Never call time.sleep(). The scheduler controls timing. Sleeping inside tick() wastes the node's entire time budget and delays every node that runs after it.

Always drain your topics. Call recv() on every subscribed topic every tick, even if you do not need the data. Unread messages pile up in the ring buffer, and when you finally read them, you get stale data from potentially seconds ago:

# simplified
def tick(node):
    # CORRECT: always drain, even if you only act on the latest
    scan = node.recv("scan")
    odom = node.recv("odom")

    if scan is not None:
        process(scan)

Do not allocate in the hot path. Creating lists, dicts, or large objects in tick() triggers Python's allocator, which can add milliseconds of jitter. Pre-allocate in init() and reuse:

# simplified
class Processor:
    def __init__(self):
        self.buffer = [0.0] * 360  # Pre-allocate in constructor

    def init(self, node):
        self.result = {"ranges": self.buffer, "count": 0}

    def tick(self, node):
        scan = node.recv("scan")
        if scan:
            # Reuse pre-allocated buffer
            for i, r in enumerate(scan["ranges"]):
                self.buffer[i] = r * 0.01
            self.result["count"] += 1
            node.send("processed", self.result)
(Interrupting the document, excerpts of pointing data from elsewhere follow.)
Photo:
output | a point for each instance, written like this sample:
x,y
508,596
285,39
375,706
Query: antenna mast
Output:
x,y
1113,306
Shutdown: `shutdown(node)`

Called once when the scheduler stops -- whether from Ctrl+C, SIGINT, SIGTERM, node.request_stop(), or scheduler.stop(). Nodes shut down in reverse order: the last-added node shuts down first.

# simplified
def shutdown(node):
    # 1. Stop actuators FIRST
    node.send("cmd_vel", {"linear": 0.0, "angular": 0.0})
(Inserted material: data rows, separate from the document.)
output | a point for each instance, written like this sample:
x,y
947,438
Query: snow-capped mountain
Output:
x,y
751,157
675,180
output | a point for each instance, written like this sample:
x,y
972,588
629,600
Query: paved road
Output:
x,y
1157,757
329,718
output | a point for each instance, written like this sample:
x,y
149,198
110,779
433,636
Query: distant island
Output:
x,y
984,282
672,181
    # 2. Close hardware connections
    if hasattr(node, "serial") and node.serial:
        node.serial.close()

    # 3. Flush and close files
    if hasattr(node, "log_file") and node.log_file:
        node.log_file.flush()
        node.log_file.close()

    node.log_info("Motor controller shut down safely")

Rules for shutdown():

Stop actuators before closing connections. Send zero velocity before dropping the serial port. Otherwise, the motor holds its last commanded velocity.
Never raise exceptions. If one cleanup step fails, log and continue. Do not let one failure prevent other cleanup:

# simplified
def shutdown(node):
    try:
        send_stop_command()
    except Exception as e:
        node.log_error(f"Failed to stop motors: {e}")
        # Continue cleanup -- don't return early

    try:
        close_serial_port()
    except Exception as e:
        node.log_warning(f"Failed to close serial: {e}")
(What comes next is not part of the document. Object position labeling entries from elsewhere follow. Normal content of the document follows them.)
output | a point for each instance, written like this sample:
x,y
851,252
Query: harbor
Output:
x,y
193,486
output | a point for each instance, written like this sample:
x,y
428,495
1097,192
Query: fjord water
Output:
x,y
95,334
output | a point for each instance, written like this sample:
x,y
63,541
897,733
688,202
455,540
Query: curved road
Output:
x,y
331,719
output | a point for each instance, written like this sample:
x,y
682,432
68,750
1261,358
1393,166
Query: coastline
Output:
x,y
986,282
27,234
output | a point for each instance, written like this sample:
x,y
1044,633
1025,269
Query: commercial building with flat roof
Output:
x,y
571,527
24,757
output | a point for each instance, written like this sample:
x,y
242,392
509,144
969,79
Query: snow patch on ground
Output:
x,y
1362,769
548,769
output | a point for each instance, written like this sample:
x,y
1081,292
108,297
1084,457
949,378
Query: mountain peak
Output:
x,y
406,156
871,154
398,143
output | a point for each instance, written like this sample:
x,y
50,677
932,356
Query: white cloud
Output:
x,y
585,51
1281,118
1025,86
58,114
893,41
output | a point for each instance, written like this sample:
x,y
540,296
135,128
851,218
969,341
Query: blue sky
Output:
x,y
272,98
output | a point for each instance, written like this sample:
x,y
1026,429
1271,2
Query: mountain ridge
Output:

Do not assume tick() ran. The system may shut down between init() and the first tick(). Your shutdown code must handle hardware that was opened but never used.

Reverse-Order Shutdown

Nodes are typically added in dependency order: sensors first, then controllers, then loggers. Reverse-order shutdown means controllers stop motors before sensors disconnect:

# simplified
sensor = horus.Node(name="sensor", ...)      # Added first, shuts down last
controller = horus.Node(name="controller", ...)  # Shuts down second
logger = horus.Node(name="logger", ...)      # Added last, shuts down first

horus.run(sensor, controller, logger)
# Shutdown order: logger -> controller -> sensor

This prevents the scenario where a sensor disconnects while the motor controller is still running with its last received command.

Error Handling: `on_error(node, exception)`

When tick() raises an exception, the scheduler catches it and calls on_error() if provided. The callback receives both the node and the exception:

# simplified
def on_error(node, exception):
    node.log_error(f"Tick failed: {exception}")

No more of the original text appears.